RE: Deism for non-believers
June 24, 2012 at 12:17 am
(This post was last modified: June 24, 2012 at 12:19 am by Angrboda.)
Just to, perhaps, cast this issue into a little more focus. If this immaterial world, and any god in it, do not in some sense exist in time, even if not our time, then all caused existents related to it are co-existent with it. This is generally not the option chosen in such a scenario, but rather that the immaterial existed, and then the material existed. It's possible, even in immaterial time, that this was simply the unfolding of what passes for natural law in the immaterial world, without depending on the choice of any agent, immaterial or not. However, if an immaterial agent chose to change the state of existence, immaterial or material, that choice, and its effect is intervention (see below).
Oxford English Dictionary Wrote:intervene, v.
Forms: Also 16 entervene, interveyn, Sc. -vein.
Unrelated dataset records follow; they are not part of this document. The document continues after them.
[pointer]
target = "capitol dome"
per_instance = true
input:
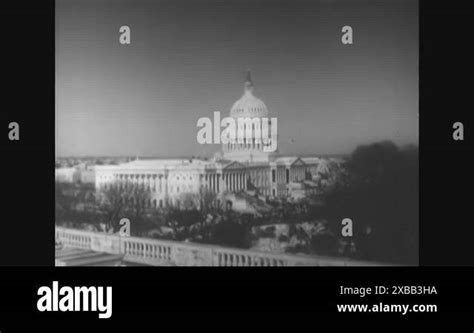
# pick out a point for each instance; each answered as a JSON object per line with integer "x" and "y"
{"x": 248, "y": 105}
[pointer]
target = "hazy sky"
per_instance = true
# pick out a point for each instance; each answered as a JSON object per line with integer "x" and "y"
{"x": 187, "y": 59}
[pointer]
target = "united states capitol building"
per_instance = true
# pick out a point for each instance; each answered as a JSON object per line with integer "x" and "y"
{"x": 240, "y": 172}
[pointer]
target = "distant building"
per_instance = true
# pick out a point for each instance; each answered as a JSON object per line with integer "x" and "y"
{"x": 66, "y": 175}
{"x": 243, "y": 167}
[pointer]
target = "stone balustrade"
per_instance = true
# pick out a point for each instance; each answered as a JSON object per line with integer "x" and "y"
{"x": 157, "y": 252}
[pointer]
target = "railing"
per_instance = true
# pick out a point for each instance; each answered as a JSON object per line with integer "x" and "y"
{"x": 167, "y": 253}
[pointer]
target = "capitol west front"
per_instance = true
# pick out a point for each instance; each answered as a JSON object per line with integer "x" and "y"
{"x": 242, "y": 171}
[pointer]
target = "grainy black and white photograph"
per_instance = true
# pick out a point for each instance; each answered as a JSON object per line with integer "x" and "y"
{"x": 236, "y": 133}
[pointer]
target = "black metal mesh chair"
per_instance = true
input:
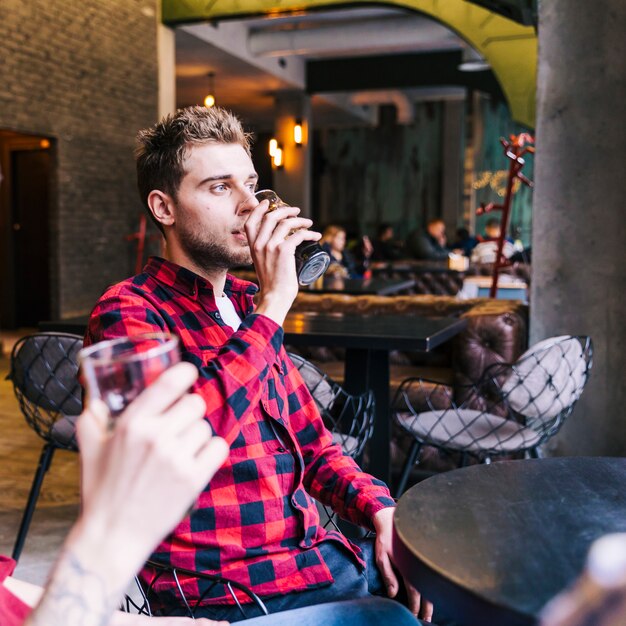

Etymology: < Latin interven-īre, < inter between + venīre to come. Compare French intervenir (earlier entrevenir, 1363 in Hatzfeld & Darmesteter).
In this case, the immaterial agent is "coming between" events and what would be without its choice and act, and causing that 'existence' to take a form it wouldn't have without that choice/act.
There's a third option that occurs to me, the so-called logical necessity defense, that if the agent was in some way unable to avoid the act (such as if in order to avoid it, they would have to make false equal true), it may not be considered an intervention in the usual sense of a voluntary action which comes between the natural course of events and their resulting in the natural course.